[fpc-pascal]FPC vs. GPC (was:FPC 1.0.6 and open arrays)
Andreas K. Foerster
akf1 at AKFoerster.de
Tue Jan 28 12:05:28 CET 2003
On Mon, Jan 27, 2003 at 10:42:37PM +0100, Marco van de Voort wrote:
> > Will there also be sopport for conformant Arrays as they are defined
> > in standard Pascal (ISO-7185)?
>
> Not that I'm aware of (unless you plan to implement it ? ).
No, I can't do it.
The point is just, that I'm still disappointed that FPC isn't
compatible to any of the official Pascal standards and that it's not
even trying to become compatible.
I'm very much drawn back and forth between FreePascal and GNU Pascal.
Both have their advantages, but also their disadvantages. FreePascal
has more commands, but GNU Pascal knows a much more elaborated syntax.
FreePascal supports just one dialect, GNU Pascal knows different
dialects including the standards. FreePascal has lots of systemspecific
extentions, but programs written with them aren't portable,
even not between the different variants of FreePascal itself.
GNU Pascal tries to leave systemspecific things away, that means that
programs are nearly always portable, but also that things are missing.
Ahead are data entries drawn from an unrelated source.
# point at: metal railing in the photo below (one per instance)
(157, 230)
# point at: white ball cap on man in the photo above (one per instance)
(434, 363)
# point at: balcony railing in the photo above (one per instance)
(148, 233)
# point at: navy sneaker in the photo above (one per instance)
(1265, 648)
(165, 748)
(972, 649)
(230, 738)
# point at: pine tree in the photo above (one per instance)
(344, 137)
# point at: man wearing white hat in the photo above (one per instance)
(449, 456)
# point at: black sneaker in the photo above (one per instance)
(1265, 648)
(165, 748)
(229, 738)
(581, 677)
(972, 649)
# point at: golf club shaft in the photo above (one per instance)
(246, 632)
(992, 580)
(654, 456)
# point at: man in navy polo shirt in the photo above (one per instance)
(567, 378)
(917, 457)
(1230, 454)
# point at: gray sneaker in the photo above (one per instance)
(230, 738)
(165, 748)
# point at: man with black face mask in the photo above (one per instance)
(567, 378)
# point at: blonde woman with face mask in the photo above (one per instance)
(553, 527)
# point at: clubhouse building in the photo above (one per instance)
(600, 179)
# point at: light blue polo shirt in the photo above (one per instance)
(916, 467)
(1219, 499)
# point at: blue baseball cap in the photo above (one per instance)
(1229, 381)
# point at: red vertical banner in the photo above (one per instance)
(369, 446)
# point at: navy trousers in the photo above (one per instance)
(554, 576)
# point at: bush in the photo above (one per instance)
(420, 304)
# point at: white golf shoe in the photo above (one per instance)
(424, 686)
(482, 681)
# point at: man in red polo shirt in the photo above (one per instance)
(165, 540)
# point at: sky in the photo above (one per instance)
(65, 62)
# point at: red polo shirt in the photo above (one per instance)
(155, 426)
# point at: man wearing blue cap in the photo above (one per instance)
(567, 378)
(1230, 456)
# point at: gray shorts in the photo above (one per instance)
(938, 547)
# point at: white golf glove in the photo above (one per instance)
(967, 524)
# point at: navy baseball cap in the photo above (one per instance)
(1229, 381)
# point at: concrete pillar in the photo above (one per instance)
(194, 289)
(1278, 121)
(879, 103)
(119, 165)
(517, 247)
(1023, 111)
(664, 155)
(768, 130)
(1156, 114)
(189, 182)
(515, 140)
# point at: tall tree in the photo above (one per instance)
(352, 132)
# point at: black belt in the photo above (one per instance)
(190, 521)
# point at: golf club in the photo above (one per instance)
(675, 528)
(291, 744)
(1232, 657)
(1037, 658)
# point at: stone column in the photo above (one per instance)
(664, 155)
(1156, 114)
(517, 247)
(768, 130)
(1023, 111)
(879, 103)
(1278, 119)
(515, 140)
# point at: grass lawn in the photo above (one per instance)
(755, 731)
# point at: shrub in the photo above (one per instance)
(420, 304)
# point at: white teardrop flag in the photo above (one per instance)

GNU Pascal (the compiler itself) is very portable, while FreePascal is
mainly targeted to PCs and porting to other platforms seems to take a
lot of time. On the other hand GNU Pascal is hard to install,
especially on non-Unix systems. GNU Pascal is the better Pascal, when
you look at the source code of your programming, but FreePascal is the
better compiler, when you look at the binary that comes out...
What I really want would be a mixture of both!
At the moment I try to use only what both have in common. But
unfortunately that's not much. I have to avoid commands because of
GPC and I have to use a simpler syntax because of FPC.
That's why I try to suggest that FPC should become more standard
compatible, to be able to write more portable code.
Okay, I see that it's difficult to implement.
But what about things that look similar?
For example initialized variables...
FPC has this syntax:
const i: integer = 0;
But it's so very unlogical to use a "const" as variable. :-(
(GPC accepts this syntax, but gives a warning)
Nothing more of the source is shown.